Ocurrióseme luego que podría ser un juego o burla que quería hacerme; y así procurando ponerme en el mismo tono, aunque, a decir verdad, poco se me entiende de chuladas, le dije:
— Pues, señor traidor, ya que no puedo llamarle amigo, hace algún tiempo que no nos vemos, es verdad; pero eso no es bastante para que deje de conocerle; con que vamos dejando el incógnito, venga un abrazo, y hablemos de papá, cuya amistad…
Pero el mozo no me dejó acabar; y por vida mía que me quedé estupefacto, al oírle decir, encarándoseme y echándome unas miradas diabólicas :
— ¡Mi padre!…. sin duda cómplice
Eres tú de aquel tirano,
Hombre feroz, inhumano,
Cuya vista quiero huir.
¡Mi padre! ¡Ay! no, asesino
No me canso de llamarle,
No me canso de execrarle
Y su yugo maldecir.
— ¡Válgame, Dios, señor! Si esta es una comedia, dije yo, sepa U. que es de las más pesadas que he visto. ¿Qué se le ha metido a U., mi amigo, en la cabeza? ¿Cree U. que por sus grandes barbas y sus más grandes necedades dejo de conocer a U. como el hijo de su padre y de su madre?
— ¡Mi madre!, exclamó en tono patético; la conociste, ¿hombre? Oye, pues, mis fatídicas palabras, oye un arcano, oye un misterio: herido por el rayo llevo una existencia maldita, los hombres me huyen, el abismo misino me repele… oye… oye…
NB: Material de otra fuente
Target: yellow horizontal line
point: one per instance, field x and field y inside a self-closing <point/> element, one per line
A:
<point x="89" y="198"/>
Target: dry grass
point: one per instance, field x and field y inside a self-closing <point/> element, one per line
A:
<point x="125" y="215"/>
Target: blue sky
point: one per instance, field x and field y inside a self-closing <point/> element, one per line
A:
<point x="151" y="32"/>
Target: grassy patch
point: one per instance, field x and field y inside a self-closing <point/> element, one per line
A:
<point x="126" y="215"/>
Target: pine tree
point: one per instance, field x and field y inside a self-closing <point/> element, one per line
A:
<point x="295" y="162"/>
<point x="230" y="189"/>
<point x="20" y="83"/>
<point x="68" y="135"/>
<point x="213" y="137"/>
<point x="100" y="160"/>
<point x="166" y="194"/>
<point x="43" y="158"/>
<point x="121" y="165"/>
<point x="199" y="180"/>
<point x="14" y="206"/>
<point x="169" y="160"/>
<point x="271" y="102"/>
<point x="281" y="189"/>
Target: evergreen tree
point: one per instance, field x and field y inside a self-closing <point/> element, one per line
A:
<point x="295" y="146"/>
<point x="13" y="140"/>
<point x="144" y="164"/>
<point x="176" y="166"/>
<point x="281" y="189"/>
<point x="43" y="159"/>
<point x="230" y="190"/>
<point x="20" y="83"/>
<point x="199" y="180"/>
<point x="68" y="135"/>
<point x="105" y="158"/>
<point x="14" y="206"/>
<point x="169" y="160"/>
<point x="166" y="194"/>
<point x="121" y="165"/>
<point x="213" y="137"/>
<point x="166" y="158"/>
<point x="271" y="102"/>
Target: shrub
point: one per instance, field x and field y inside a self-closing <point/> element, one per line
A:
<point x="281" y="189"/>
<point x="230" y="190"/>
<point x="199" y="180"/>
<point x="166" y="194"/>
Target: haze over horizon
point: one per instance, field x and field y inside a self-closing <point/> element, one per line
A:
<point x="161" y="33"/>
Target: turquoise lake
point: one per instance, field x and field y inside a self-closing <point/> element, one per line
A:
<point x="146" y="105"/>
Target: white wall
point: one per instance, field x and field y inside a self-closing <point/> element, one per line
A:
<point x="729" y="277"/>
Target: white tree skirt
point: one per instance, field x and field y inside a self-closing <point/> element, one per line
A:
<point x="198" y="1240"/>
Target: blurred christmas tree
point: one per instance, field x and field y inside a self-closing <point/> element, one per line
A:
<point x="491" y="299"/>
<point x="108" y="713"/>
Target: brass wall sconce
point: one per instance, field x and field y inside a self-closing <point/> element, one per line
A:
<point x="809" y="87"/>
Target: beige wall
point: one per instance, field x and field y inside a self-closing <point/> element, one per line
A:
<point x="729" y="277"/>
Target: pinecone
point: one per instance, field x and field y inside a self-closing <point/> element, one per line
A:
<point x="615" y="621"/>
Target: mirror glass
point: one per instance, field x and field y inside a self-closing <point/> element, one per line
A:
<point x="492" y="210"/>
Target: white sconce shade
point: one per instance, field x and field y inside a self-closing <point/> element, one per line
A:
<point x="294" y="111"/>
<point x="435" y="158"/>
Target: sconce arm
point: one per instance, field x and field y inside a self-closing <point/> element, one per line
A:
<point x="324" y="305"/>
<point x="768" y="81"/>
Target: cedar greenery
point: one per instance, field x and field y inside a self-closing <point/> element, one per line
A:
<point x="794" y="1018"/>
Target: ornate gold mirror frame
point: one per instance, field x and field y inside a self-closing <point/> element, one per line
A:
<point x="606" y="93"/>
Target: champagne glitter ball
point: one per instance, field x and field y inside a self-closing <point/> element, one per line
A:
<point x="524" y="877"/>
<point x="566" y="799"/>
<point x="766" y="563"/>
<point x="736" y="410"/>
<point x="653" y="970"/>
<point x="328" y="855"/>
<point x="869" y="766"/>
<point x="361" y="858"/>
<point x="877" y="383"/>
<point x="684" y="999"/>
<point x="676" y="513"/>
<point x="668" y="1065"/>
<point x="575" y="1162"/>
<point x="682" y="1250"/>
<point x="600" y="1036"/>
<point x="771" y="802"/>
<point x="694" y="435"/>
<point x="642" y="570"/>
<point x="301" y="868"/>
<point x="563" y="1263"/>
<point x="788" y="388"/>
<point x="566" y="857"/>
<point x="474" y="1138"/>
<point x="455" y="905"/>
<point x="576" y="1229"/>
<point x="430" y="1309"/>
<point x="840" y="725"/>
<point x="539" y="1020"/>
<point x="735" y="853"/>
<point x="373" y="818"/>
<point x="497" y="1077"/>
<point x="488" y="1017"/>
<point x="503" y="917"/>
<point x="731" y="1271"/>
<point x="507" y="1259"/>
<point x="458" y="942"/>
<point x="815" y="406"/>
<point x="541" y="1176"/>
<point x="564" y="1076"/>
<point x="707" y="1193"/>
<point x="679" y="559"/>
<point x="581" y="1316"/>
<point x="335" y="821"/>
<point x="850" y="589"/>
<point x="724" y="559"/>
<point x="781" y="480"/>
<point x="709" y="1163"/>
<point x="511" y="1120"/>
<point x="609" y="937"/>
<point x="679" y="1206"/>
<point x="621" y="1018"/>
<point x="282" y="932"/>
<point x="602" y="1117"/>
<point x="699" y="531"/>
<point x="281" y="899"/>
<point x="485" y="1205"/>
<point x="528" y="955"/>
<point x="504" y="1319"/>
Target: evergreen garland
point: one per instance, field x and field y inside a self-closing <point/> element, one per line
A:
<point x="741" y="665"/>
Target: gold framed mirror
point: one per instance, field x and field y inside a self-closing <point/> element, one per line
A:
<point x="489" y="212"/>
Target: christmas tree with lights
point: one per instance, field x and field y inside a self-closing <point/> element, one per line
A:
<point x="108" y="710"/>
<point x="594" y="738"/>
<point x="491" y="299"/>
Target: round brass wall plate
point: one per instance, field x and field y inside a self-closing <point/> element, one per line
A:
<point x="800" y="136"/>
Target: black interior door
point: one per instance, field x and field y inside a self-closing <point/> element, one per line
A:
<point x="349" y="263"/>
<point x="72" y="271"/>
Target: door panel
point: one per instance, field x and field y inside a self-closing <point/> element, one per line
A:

Mujer que en tristes plegarias,
Al pie de una cruz, pedías
Alivio a las penas mías
Con maternal inquietud…
Mas ¡ay! que una duda horrenda
Sobre mi padre me vino:
¡Madre mía! es mi destino…
Yo dudé de tu virtud….
Bueno, bueno, dije yo, ya tenemos muy honrados al padre y a la madre. Hace muy pocos años que les conocí por buenos y virtuosos; pero ya según oigo a su hijo es gente que debe ir a galeras.
– Temo ya preguntar por el resto de la familia; tenia U. una linda hermana; pero calle, ¡no vaya a haberle sucedido lo que á los padres!
— Mi hermana!, me dijo entonces, tomándome una mano con expresión arrebatada. ¿Por qué te empeñas, hombre, en atormentarme? El dolor ha bebido mi sangre; pero tú quiebras mis huesos; déjame, no me devores; pon las uñas en mis pupilas y tus dientes en mi corazón; Pero… Pero…
En el regazo materno,
Inocente, pura y bella,
¡Ay! cuántas veces con ella
Reclinado me dormí,
Mas creciendo un fuego impuro…
Pero ¿qué digo?…. ¡Oh, tormento!
Hoy la triste en un convento
Sepultada ora por mí.
— ¡Sublime, mi amigo, sublime! Esta es la familia de Edipo, donde el incesto y el parricidio eran cosas familiares. Quedaos con Dios, pues, no sea que salga yo de aquí, pobre de mí, lo menos antropófago, ¡adiós!
— ¡Miserable!, me dijo dándome un furioso tirón por el cuello, ¿qué profieres?
De ese Dios que tú pregonas
Yo desmiento la existencia,
No hay crimen, no hay inocencia;
Es mentira la virtud…
¡Señor!, por piedad perdona
De mi mente el cruel delirio.
¡Dadme una cruz y el martirio
Para mi eterna salud!
Yo no pude ya aguantar. El tirón que me había dado por el cuello, me hizo perder la paciencia, arremetiendo con aquel figurón, iba ya a asirle por las barbas, cuando me dice con voz hueca y profunda:
—¡Yo soy un romántico!
Quedéme suspenso; nunca había yo oído aquel nombre, y así le dije, medio turbado:
—U. será, señor, de algun orden de esos santos ermitaños que…
— Yo soy un romántico, repitió con voz todavía más formidable.
Yo retrocedí aterrado, dejé en paz a aquel fantasma, y desde entonces tiemblo al oír nombrar un romántico.